According to the present invention; when the compound that adds general formula 1 expression to negative electrode extremely can compensate the irreversible capacity of anode; in the over-discharge test of SCF (safety circuit free does not have protective circuit) battery, can obtain very good performance, this circuit that do not need protection.Recently, described SCF battery receives the very big concern of battery manufacturers.

Simultaneously, the negative electrode that is added to lithium secondary battery when lithium nickel oxide is during as the additive of active material of cathode, can be when the charging and the electrolyte generated reactive gas with the Ni that+4 valency oxidation state are present in the lithium nickel oxide.Therefore, the addition battery that depends on lithium nickel oxide at high temperature may expand.But, because the ionic conductivity of non-aqueous lithium secondary battery is low, so anode should closely contact to each other with negative electrode.Therefore when battery expanded, the exposure level between anode and negative electrode descended, thereby has increased resistance.

In order to solve this class problem, the invention provides a kind of active material of cathode that is used for lithium secondary battery, its contain can embedding/lithium ionic insertion/deinsertion lithium transition-metal oxide, it comprises that also the wherein nickel of general formula 1 expression is partly replaced the lithium nickel oxide of (prerequisite is that y is not 0) by other element, or general formula 1 expression and lithium nickel oxide that applied by the oxide surface beyond the lithium nickel oxide is as additive.

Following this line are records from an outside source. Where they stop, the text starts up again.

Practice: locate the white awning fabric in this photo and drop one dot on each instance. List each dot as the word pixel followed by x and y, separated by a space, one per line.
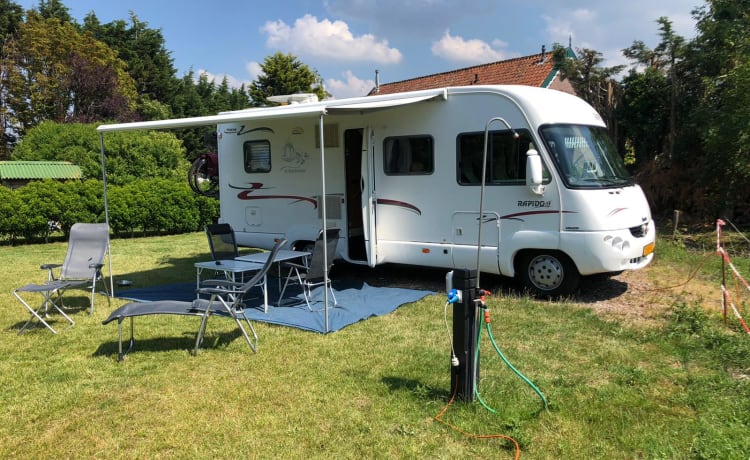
pixel 313 109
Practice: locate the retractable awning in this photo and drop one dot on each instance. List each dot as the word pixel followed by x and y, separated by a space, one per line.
pixel 374 103
pixel 229 117
pixel 313 109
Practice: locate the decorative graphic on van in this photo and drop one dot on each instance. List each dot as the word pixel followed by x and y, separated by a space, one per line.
pixel 295 160
pixel 519 215
pixel 534 204
pixel 246 192
pixel 400 204
pixel 615 211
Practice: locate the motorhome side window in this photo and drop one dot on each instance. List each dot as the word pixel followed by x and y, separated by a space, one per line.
pixel 506 158
pixel 257 156
pixel 408 155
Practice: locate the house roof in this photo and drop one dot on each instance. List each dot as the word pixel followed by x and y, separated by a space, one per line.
pixel 536 70
pixel 39 170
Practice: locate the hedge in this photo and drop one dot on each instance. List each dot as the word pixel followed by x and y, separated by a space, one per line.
pixel 140 207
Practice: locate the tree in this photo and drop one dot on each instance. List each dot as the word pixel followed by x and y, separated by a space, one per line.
pixel 49 9
pixel 130 154
pixel 42 82
pixel 643 113
pixel 285 74
pixel 592 82
pixel 720 56
pixel 11 17
pixel 663 60
pixel 143 50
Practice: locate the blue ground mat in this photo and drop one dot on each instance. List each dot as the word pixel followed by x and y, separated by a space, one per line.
pixel 357 301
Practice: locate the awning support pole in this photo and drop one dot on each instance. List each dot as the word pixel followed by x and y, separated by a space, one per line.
pixel 106 215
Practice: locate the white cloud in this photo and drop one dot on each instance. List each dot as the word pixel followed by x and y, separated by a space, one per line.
pixel 351 86
pixel 254 69
pixel 455 48
pixel 329 40
pixel 608 27
pixel 232 81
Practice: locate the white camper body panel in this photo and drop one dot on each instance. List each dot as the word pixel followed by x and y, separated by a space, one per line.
pixel 270 183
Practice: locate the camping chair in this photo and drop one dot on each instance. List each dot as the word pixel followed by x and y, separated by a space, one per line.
pixel 314 274
pixel 82 268
pixel 224 297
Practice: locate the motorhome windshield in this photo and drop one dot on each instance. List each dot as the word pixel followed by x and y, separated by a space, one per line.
pixel 585 156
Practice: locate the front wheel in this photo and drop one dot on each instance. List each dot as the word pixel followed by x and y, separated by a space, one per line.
pixel 548 274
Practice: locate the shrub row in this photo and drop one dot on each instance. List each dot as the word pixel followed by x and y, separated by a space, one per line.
pixel 142 206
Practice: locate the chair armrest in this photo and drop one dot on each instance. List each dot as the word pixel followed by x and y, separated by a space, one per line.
pixel 219 283
pixel 293 265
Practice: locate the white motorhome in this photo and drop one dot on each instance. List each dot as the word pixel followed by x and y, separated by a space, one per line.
pixel 402 175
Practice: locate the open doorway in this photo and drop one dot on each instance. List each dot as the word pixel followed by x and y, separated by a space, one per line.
pixel 353 164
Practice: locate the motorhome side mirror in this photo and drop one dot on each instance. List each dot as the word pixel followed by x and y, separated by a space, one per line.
pixel 534 177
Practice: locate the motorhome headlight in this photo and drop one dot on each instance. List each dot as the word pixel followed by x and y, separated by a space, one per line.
pixel 640 231
pixel 617 243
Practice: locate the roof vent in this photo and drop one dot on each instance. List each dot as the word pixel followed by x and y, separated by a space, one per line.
pixel 298 98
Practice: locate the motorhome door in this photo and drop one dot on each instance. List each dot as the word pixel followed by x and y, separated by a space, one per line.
pixel 368 196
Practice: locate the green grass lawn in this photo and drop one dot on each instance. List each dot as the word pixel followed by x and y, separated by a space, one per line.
pixel 677 388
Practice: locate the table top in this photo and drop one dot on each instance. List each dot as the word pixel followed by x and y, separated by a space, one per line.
pixel 282 255
pixel 229 265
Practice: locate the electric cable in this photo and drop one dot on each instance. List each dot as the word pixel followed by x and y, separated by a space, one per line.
pixel 454 359
pixel 439 418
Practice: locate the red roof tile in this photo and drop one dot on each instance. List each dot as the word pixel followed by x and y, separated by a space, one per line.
pixel 527 70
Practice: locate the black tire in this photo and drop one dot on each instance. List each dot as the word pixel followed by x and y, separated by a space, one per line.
pixel 200 181
pixel 547 274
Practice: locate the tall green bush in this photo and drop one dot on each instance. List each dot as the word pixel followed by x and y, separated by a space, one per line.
pixel 142 206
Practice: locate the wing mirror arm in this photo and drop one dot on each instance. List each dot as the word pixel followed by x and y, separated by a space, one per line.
pixel 534 178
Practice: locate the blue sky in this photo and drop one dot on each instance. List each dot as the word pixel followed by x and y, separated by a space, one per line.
pixel 347 40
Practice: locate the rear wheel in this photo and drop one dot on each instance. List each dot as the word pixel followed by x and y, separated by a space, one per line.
pixel 548 273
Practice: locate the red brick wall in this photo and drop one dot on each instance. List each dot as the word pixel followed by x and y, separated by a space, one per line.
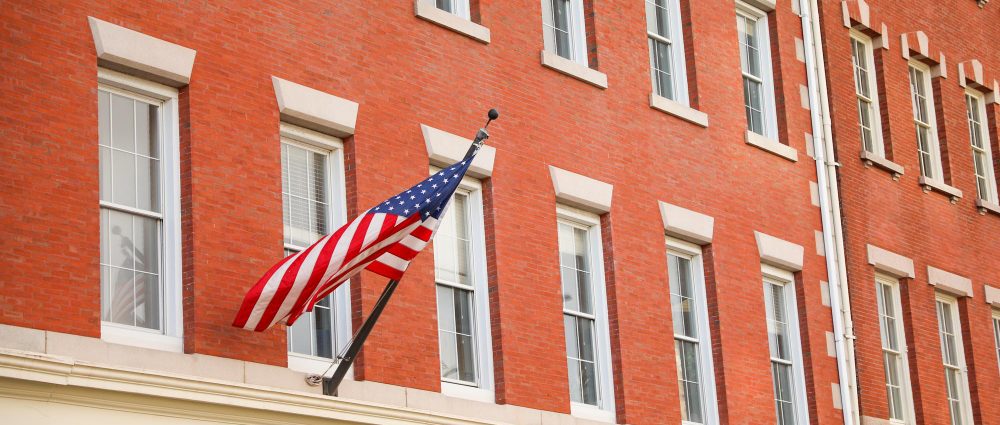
pixel 404 71
pixel 899 216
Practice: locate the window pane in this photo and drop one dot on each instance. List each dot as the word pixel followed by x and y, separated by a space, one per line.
pixel 122 123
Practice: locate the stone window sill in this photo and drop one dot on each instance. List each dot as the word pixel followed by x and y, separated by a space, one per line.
pixel 771 145
pixel 986 206
pixel 872 159
pixel 426 10
pixel 931 184
pixel 575 70
pixel 678 110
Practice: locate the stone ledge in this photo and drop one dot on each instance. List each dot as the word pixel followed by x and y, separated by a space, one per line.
pixel 891 263
pixel 426 10
pixel 949 282
pixel 573 69
pixel 685 224
pixel 133 52
pixel 581 191
pixel 678 110
pixel 771 145
pixel 881 162
pixel 779 252
pixel 936 185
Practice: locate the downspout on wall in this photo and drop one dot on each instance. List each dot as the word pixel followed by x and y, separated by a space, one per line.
pixel 829 200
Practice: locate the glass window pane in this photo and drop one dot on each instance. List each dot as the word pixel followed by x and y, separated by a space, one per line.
pixel 122 123
pixel 123 172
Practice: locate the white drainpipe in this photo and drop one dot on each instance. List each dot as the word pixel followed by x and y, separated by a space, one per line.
pixel 829 201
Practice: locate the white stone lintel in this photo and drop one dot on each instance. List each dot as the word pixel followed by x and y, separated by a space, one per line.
pixel 133 52
pixel 949 282
pixel 779 252
pixel 581 191
pixel 314 109
pixel 685 224
pixel 444 149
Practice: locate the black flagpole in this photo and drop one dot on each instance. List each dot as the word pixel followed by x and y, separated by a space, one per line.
pixel 330 385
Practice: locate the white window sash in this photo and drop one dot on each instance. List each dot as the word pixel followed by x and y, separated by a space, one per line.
pixel 577 30
pixel 340 302
pixel 900 331
pixel 984 134
pixel 951 303
pixel 678 61
pixel 763 38
pixel 786 279
pixel 170 337
pixel 936 168
pixel 872 99
pixel 605 410
pixel 706 364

General formula 1 expression and wherein nickel be selected from the compound that at least a element M of P, B, C, Al, Sc, Sr, Ti, V, Zr, Mn, Fe, Co, Cu, Zn, Cr, Mg, Nb, Mo and Cd partly replaces, the key that is present at first in the lithium nickel oxide is replaced by stronger key, thereby can prevent that battery from high temperature expanding.

The compound of general formula 1 expression can make salt, slaine, organic-metallic salt by the reaction method as solid phase reaction, coprecipitation and sol-gel process or be selected from the oxide of at least a element of P, B, C, Al, Sc, Sr, Ti, V, Zr, Mn, Fe, Co, Cu, Zn, Cr, Mg, Nb, Mo and Cd and lithium salts and nickel salt react and obtain.Also can use said method method in addition to prepare the compound of general formula 1 expression.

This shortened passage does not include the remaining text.